Below is the complete check function to detect this vulnerability. It includes a check for possible calls to strcspn from _expand_var, which are added with the patch. Production-level rules may use a result:patch method to properly inform the binary is patched. Check the Scopes Result Overview in the VulHunt Reference for more information.
telnetd.vh
function check(project, context)
    -- Check for the patch: calls to `strcspn` from `_expand_var`
    if context:has_call("strcspn") then
        print("patched")
        return
    end

    local getenv_calls = context:calls("imp.getenv")
    local getenv = getenv_calls[1]

    if #getenv_calls == 2 and context:precedes(getenv_calls[1], getenv_calls[2]) then
        getenv = getenv_calls[2]
    end

    local start_login = project:functions("start_login")

    if not start_login then return end

    local execv_calls = start_login:calls("imp.execv")

    if not next(execv_calls) then return end

    local execv = execv_calls[1]

    return result:critical{
        name = "CVE-2026-24061",
        description = "In GNU Inetutils 1.9.3 to 2.7, telnetd passes the unsanitized USER environment variable ('-f root') to login, enabling remote authentication bypass",
        evidence = {
            functions = {
                [context.address] = {
                    annotate:prototype "char *_expand_var (struct line_expander *exp)",
                    annotate:at{
                        location = getenv,
                        message = "This call to `getenv` reads the contents of the `USER` environment variable and no sanitization is done afterwards."
                    }
                },
                [start_login.address] = {
                    annotate:prototype "void start_login(char *host, int autologin, char *name)",
                    annotate:at{
                        location = execv,
                        message = "This call to `execv` executes the login(1) program by default with the value previously read from the `USER`\nenvironment variable as its last parameter.
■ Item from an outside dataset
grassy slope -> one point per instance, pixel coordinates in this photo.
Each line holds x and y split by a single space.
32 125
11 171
A value of \"-f root\" results in an authentication bypass."
                    }
                }
            }
        }
    }
end
VulHunt rules are versatile. Instead of using scope:functions with matching to locate _expand_var, an analyst could target start_login and adapt the remaining logic to identify other functions. There are multiple ways to achieve the same goal.